No entanto, só tirar a gordura do bife não adianta ou escolher o patinho ou a alcatra em lugar da costela.

“O ideal é sempre consumirmos as peças com menor quantidade de gordura, mas isso não é suficiente para diminuir a produção do TMAO. O importante é diminuir a frequência do consumo das carnes vermelhas durante a semana”, ressalta Gowdack.

A recomendação da OMS é consumir carne vermelha no máximo em três refeições por semana, ou limitando o consumo a 500g semanais.

E trocar pelo quê?

Como substituir a carne vermelha (Foto: Getty Images)

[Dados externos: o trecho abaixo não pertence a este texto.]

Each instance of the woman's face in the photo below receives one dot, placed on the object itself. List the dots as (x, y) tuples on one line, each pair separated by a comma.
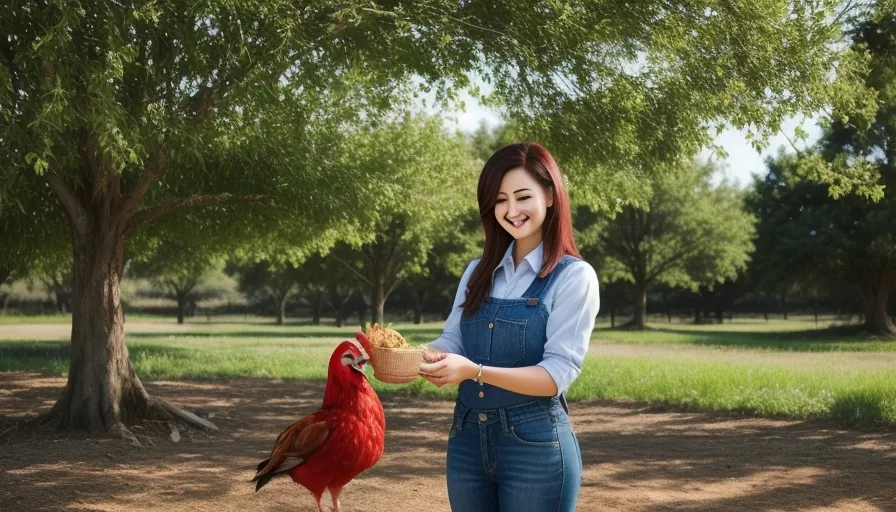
[(522, 204)]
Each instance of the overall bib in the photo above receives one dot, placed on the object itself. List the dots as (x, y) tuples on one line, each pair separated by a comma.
[(506, 451)]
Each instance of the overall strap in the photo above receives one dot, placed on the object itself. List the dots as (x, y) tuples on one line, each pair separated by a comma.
[(540, 286)]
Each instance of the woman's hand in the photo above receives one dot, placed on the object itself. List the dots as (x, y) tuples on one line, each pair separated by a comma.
[(443, 369)]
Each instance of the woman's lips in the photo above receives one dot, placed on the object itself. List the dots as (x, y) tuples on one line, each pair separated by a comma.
[(519, 223)]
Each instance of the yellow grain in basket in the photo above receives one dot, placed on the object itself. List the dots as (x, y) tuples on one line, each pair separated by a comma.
[(394, 360)]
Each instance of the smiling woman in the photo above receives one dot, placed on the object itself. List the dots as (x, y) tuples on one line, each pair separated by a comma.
[(514, 342)]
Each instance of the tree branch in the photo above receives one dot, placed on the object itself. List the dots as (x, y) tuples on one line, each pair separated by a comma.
[(151, 172), (185, 204), (76, 213), (352, 270)]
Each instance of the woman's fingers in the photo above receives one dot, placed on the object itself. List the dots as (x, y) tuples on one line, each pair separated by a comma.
[(432, 368), (433, 356)]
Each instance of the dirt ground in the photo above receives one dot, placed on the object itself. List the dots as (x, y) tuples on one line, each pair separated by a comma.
[(635, 458)]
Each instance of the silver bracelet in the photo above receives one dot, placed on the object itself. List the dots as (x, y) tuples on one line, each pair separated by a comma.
[(479, 381)]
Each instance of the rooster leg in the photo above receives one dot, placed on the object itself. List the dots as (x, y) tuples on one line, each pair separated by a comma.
[(334, 493)]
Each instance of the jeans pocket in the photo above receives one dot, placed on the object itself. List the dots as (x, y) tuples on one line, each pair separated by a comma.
[(453, 432), (541, 432)]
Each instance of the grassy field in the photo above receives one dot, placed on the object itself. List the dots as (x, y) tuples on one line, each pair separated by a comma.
[(781, 369)]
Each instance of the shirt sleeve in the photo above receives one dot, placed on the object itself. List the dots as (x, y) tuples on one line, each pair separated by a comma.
[(571, 320), (450, 340)]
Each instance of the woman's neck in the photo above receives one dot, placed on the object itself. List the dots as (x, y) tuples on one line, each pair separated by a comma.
[(522, 248)]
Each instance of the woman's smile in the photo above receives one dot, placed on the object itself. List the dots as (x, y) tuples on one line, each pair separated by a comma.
[(518, 223)]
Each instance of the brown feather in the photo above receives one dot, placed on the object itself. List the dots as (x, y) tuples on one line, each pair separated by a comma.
[(297, 442)]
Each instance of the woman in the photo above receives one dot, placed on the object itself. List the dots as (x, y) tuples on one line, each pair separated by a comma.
[(515, 341)]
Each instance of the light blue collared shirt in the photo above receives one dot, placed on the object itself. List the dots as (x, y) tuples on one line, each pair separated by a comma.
[(572, 302)]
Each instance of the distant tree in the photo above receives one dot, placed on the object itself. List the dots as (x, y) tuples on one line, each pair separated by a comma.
[(432, 189), (177, 268), (276, 280), (691, 233)]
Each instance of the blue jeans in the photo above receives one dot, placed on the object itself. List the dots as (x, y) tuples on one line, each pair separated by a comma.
[(520, 458)]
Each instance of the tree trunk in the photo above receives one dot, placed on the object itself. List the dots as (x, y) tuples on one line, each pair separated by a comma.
[(181, 306), (362, 313), (280, 299), (875, 297), (103, 392), (378, 300), (640, 320)]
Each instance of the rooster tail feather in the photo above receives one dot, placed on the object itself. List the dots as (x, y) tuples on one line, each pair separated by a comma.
[(261, 466), (285, 467)]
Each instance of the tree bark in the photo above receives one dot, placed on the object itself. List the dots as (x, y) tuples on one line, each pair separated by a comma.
[(378, 301), (640, 319), (103, 392), (875, 296), (181, 306), (280, 300)]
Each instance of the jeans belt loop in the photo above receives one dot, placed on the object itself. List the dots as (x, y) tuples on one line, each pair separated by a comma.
[(504, 423)]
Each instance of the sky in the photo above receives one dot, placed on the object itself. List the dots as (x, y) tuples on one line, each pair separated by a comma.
[(742, 162)]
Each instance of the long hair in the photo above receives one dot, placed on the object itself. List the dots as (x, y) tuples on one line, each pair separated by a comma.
[(557, 232)]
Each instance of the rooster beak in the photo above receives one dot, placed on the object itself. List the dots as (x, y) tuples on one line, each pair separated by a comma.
[(358, 365)]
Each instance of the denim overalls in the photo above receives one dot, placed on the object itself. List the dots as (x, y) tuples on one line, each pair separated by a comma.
[(506, 451)]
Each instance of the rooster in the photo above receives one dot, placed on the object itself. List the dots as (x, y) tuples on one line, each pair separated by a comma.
[(327, 449)]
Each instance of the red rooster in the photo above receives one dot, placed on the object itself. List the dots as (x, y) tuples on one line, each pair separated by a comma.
[(327, 449)]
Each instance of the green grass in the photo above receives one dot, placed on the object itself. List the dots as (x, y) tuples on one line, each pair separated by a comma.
[(755, 335), (854, 398), (791, 385)]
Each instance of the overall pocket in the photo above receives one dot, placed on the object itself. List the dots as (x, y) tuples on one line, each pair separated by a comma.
[(508, 341)]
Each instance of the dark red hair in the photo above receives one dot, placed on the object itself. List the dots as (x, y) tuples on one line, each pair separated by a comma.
[(557, 233)]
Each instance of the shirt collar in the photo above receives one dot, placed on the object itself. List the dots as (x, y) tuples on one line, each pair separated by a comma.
[(535, 259)]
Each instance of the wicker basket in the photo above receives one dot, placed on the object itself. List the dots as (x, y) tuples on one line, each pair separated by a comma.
[(396, 365)]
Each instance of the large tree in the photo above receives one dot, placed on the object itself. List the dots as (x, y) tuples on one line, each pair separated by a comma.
[(826, 217), (691, 233), (114, 115), (432, 188)]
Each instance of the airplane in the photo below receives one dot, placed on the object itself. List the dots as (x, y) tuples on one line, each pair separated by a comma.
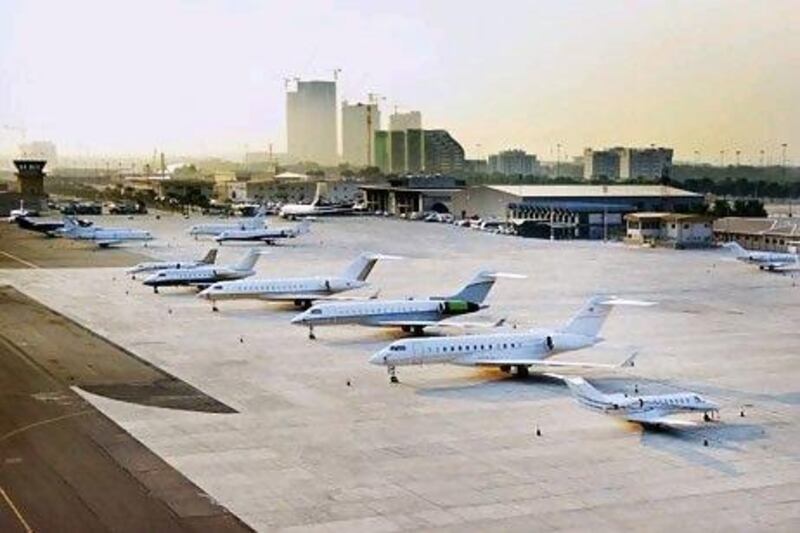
[(267, 235), (204, 276), (154, 266), (214, 229), (41, 226), (103, 237), (409, 315), (14, 214), (648, 410), (301, 291), (521, 351), (316, 208), (771, 261)]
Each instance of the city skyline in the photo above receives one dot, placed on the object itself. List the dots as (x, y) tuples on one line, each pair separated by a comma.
[(129, 78)]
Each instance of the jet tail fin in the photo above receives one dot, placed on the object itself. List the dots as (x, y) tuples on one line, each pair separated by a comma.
[(477, 289), (249, 260), (735, 248), (589, 320), (210, 258), (303, 228), (583, 390), (360, 269)]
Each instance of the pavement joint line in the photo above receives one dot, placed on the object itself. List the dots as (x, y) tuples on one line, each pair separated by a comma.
[(13, 507), (42, 423), (19, 260)]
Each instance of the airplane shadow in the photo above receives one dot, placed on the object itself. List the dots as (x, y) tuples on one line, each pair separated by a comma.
[(491, 385), (687, 443)]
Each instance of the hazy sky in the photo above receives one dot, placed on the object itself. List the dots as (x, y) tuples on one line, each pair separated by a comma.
[(207, 76)]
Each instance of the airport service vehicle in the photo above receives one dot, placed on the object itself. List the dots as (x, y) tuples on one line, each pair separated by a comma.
[(265, 235), (216, 228), (648, 410), (204, 276), (765, 260), (103, 237), (301, 291), (409, 315), (507, 350), (155, 266)]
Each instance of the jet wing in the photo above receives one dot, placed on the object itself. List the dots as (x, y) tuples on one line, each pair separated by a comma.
[(549, 364), (657, 417), (407, 323)]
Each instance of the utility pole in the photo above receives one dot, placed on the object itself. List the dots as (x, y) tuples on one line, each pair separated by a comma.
[(372, 102), (558, 160)]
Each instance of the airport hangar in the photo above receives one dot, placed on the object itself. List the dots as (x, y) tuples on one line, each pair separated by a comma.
[(570, 211)]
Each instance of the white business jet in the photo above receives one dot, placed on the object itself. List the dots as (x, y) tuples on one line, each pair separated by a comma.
[(648, 410), (265, 235), (215, 228), (103, 237), (301, 291), (155, 266), (204, 276), (771, 261), (508, 350)]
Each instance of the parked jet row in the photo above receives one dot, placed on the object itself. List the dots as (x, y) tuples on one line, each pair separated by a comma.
[(649, 410), (300, 290), (765, 260), (103, 237), (204, 276), (409, 315), (508, 350), (214, 229), (265, 235), (155, 266)]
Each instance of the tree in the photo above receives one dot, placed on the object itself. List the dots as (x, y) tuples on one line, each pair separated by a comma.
[(721, 208)]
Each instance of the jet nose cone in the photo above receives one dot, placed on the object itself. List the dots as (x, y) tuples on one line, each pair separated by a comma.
[(379, 358)]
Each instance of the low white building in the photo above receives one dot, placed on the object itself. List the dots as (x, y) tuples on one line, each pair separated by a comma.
[(669, 229)]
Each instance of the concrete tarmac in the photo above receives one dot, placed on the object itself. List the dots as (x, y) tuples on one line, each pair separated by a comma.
[(455, 449)]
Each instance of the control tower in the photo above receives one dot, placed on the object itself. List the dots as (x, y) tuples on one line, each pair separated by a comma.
[(30, 178)]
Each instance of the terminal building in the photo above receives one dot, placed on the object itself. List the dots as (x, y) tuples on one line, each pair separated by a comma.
[(570, 211), (413, 194), (676, 230), (767, 234)]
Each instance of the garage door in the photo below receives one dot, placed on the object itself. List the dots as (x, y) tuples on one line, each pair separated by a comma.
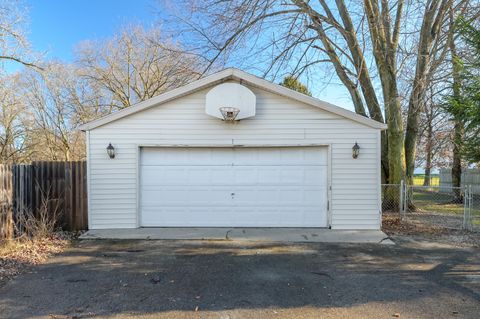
[(233, 187)]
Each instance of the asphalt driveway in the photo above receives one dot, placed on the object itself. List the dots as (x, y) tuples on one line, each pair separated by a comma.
[(225, 279)]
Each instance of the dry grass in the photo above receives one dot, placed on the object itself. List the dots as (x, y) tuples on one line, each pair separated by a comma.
[(18, 254), (35, 240)]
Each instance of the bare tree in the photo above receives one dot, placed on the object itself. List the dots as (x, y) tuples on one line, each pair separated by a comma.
[(433, 147), (363, 42), (14, 122), (50, 97), (14, 46), (135, 65)]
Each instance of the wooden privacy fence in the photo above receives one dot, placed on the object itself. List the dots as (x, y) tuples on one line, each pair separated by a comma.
[(58, 188)]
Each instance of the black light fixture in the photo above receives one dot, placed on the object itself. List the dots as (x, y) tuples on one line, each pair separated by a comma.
[(110, 150), (355, 150)]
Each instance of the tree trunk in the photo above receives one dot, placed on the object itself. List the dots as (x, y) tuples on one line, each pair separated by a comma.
[(431, 25), (457, 162), (428, 164), (458, 125)]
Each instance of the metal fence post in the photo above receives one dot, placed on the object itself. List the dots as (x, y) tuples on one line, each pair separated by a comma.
[(467, 206), (402, 195)]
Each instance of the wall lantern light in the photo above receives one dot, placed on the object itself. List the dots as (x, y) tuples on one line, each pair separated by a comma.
[(110, 150), (355, 150)]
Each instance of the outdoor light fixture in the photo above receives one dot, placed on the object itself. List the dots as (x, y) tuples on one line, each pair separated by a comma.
[(110, 150), (355, 150), (229, 113)]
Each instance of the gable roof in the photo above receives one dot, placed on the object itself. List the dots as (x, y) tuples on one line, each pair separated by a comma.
[(231, 74)]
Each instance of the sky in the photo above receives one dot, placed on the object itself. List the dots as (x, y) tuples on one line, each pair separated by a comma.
[(56, 27)]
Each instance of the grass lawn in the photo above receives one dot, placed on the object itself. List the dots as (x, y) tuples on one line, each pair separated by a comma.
[(431, 201), (418, 180)]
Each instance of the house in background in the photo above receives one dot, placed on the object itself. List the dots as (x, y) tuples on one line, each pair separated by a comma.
[(233, 150)]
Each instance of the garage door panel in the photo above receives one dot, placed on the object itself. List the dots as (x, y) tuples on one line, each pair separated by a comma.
[(249, 187)]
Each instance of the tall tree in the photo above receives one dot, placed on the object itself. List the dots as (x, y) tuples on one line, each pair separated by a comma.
[(14, 46), (293, 83), (464, 102), (135, 65)]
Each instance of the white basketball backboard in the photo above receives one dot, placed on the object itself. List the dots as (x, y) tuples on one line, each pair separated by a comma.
[(230, 95)]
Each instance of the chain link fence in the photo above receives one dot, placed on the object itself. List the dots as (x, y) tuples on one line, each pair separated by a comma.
[(432, 207)]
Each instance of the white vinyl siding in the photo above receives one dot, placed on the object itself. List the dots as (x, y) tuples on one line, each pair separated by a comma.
[(354, 193)]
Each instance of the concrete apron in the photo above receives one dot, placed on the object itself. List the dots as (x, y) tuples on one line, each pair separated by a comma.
[(244, 234)]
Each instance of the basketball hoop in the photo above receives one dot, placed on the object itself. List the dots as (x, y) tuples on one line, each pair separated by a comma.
[(229, 113)]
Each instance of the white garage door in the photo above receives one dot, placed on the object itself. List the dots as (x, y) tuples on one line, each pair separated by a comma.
[(233, 187)]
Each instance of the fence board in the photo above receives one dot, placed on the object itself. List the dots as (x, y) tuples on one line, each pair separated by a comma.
[(59, 186), (6, 208)]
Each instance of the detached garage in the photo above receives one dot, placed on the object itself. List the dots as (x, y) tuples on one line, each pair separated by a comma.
[(233, 150)]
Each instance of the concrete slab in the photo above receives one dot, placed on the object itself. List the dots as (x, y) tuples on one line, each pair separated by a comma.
[(244, 234)]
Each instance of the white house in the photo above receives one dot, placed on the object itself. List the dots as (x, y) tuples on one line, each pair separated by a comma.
[(286, 160)]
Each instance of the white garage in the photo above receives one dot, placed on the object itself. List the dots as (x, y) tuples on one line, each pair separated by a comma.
[(233, 150)]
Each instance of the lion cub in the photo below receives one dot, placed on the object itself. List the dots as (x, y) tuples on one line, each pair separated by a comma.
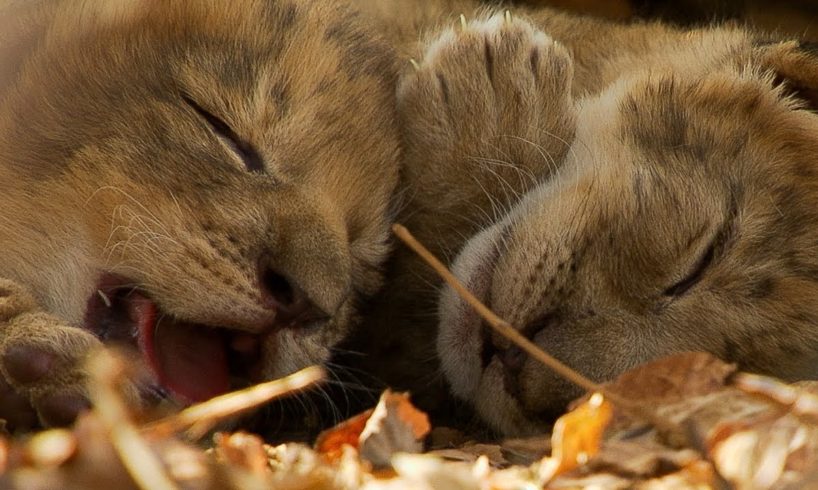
[(668, 200), (208, 182)]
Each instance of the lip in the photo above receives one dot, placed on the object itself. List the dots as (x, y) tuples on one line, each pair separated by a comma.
[(192, 362), (460, 338)]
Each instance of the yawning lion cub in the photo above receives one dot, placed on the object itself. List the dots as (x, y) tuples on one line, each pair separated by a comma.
[(206, 181)]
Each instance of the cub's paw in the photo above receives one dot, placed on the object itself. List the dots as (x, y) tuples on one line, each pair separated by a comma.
[(494, 88), (42, 363)]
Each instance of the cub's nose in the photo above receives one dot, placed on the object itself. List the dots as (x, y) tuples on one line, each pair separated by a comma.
[(293, 307), (511, 359)]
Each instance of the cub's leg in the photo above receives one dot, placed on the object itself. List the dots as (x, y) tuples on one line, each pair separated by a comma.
[(487, 112), (41, 362)]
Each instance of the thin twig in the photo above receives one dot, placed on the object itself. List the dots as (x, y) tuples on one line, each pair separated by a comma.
[(141, 462), (198, 419), (670, 429)]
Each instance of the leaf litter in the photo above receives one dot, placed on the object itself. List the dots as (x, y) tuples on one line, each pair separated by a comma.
[(685, 421)]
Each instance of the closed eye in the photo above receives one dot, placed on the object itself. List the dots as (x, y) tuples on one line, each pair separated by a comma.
[(247, 153), (696, 272)]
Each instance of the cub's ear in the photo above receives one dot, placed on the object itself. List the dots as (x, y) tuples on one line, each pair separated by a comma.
[(796, 67)]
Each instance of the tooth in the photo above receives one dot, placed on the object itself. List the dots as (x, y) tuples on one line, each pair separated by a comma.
[(105, 298)]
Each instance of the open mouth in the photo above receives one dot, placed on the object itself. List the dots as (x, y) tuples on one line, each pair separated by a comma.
[(193, 362)]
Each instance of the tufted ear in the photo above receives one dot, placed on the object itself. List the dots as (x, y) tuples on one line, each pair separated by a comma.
[(796, 67)]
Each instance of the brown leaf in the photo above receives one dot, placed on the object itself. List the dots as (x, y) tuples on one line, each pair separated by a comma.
[(395, 426), (330, 443), (673, 378), (242, 450), (577, 437)]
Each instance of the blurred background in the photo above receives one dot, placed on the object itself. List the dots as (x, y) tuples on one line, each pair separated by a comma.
[(794, 17)]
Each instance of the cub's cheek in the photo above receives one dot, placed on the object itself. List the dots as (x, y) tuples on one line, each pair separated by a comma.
[(287, 351)]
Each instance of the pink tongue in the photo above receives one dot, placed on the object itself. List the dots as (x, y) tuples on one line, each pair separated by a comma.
[(188, 359)]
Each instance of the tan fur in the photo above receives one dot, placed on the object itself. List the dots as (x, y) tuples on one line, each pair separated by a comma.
[(671, 144), (106, 169)]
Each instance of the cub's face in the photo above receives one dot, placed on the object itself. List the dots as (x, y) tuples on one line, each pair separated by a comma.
[(683, 219), (208, 181)]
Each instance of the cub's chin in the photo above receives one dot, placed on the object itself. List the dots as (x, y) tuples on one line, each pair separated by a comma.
[(473, 368)]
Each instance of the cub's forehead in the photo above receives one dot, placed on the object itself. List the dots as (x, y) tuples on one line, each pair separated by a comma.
[(704, 121)]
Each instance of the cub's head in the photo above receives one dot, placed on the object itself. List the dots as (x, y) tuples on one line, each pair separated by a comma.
[(684, 218), (209, 181)]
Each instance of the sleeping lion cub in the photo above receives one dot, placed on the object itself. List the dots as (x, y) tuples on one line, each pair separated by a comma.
[(669, 200), (206, 181)]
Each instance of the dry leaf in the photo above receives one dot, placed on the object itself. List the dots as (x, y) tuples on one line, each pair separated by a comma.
[(577, 437), (331, 442), (395, 426)]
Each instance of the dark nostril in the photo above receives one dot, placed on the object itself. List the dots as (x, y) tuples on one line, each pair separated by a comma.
[(277, 290), (488, 349), (513, 359), (292, 305)]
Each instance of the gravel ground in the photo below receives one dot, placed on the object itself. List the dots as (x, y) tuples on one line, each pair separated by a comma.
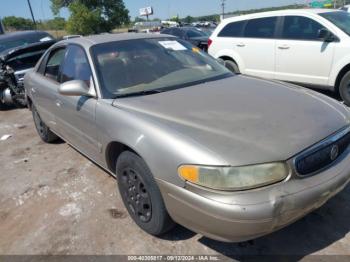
[(55, 201)]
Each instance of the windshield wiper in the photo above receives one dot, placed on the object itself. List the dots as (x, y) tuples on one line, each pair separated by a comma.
[(141, 93)]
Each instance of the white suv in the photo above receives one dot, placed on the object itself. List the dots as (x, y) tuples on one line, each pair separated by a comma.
[(310, 46)]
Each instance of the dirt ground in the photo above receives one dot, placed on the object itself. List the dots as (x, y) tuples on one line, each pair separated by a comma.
[(55, 201)]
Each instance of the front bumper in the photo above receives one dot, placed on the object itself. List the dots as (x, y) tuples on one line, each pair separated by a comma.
[(240, 216)]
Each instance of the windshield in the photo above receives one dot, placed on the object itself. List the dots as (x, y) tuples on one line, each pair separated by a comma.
[(144, 65), (340, 18)]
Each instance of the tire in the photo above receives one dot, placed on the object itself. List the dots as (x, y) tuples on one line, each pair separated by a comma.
[(44, 132), (3, 106), (344, 88), (232, 66), (141, 195)]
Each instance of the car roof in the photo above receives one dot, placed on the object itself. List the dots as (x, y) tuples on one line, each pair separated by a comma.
[(21, 34), (283, 12), (92, 40)]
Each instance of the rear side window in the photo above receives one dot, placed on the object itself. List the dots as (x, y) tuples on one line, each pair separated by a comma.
[(53, 65), (300, 28), (232, 30), (177, 32), (261, 27), (76, 66)]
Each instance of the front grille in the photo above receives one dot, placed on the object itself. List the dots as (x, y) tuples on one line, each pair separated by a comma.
[(323, 154)]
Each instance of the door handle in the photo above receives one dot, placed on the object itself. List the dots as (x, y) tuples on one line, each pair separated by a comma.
[(58, 103), (283, 47)]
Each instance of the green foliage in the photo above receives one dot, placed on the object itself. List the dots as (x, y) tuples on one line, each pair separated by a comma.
[(188, 19), (175, 19), (93, 16), (57, 23), (17, 23), (216, 17), (83, 21)]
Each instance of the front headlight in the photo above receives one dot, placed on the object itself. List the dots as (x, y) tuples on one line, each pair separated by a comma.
[(234, 178)]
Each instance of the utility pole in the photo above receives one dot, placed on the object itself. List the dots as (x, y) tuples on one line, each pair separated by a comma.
[(223, 8), (31, 12)]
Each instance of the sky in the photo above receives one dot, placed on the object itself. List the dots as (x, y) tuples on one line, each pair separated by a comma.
[(162, 8)]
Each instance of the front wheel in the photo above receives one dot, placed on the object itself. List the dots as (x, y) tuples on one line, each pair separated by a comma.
[(232, 66), (141, 195), (3, 106), (344, 88), (43, 130)]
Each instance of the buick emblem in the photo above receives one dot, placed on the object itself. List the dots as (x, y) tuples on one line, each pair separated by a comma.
[(334, 152)]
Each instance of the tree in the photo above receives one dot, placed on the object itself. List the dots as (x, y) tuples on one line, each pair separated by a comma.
[(93, 16), (17, 23), (57, 23)]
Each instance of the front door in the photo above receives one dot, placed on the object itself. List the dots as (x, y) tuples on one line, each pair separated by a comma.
[(76, 114), (257, 47)]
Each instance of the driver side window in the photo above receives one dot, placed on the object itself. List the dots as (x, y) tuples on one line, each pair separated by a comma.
[(53, 64)]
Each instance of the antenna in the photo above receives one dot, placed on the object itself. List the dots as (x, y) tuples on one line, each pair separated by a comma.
[(223, 8), (31, 12)]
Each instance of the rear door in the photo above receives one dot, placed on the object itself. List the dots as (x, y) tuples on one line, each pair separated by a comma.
[(300, 55), (256, 47), (76, 114)]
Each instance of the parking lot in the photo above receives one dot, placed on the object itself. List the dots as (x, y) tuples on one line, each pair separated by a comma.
[(55, 201)]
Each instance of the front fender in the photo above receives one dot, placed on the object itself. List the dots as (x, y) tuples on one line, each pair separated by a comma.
[(337, 68), (162, 149), (234, 56)]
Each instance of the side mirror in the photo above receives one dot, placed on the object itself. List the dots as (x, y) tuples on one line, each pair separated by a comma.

A proteína da carne de boi, porco e carneiro pode ser bem substituída por uma porção de carne de ave, uma porção de peixe, ovos ou porções de proteínas vegetais, ricamente presentes em leguminosas como feijão, lentilha, soja ou grão de bico.

A carne de aves é um bom substituto, mas também deve ter seu consumo controlado por conta de sua taxa de gordura saturada. Vale escolher pedaços mais magros. “A parte mais escura, como coxa e sobrecoxa, tem geralmente o dobro de gordura quando comparada ao peito de frango. A remoção da pele de frango diminui cerca de 45% a quantidade de gordura”, esclarece Gowdack.

Já os peixes não têm essa contraindicação e, além de fornecerem proteína, são fonte de ômega-3. A quantidade ideal deste alimento em nossa dieta seria de duas a três refeições semanais.

Para quem prefere deixar as carnes de lado, as proteínas de origem vegetal cumprem o papel sem problemas.

“Não precisa ter medo de que falte proteína, a alimentação base do brasileiro já é rica neste nutriente. A mistura das proteínas do arroz e do feijão fazem o que chamamos de uma proteína completa, igual à da carne”, salienta Aline Martins Carvalho, que também coordena o projeto Sustentarea na USP, um núcleo de divulgação de informações sobre alimentação saudável.

A nutricionista da USP lembra que a soja já é uma proteína completa e, para os outros, em geral a associação entre um cereal (arroz integral) e uma leguminosa (grão-de-bico, feijão, lentilha) dão conta do recado.

O núcleo Sustentarea oferece receitas para quem está tentando mudar a dieta. Além disso, em 2015, o Ministério da Saúde publicou o livro “Alimentos Regionais e Brasileiros”, com receitas à base de produtos naturais de todas as partes do país, como os diferentes tipos de feijão. O livro está disponível on-line.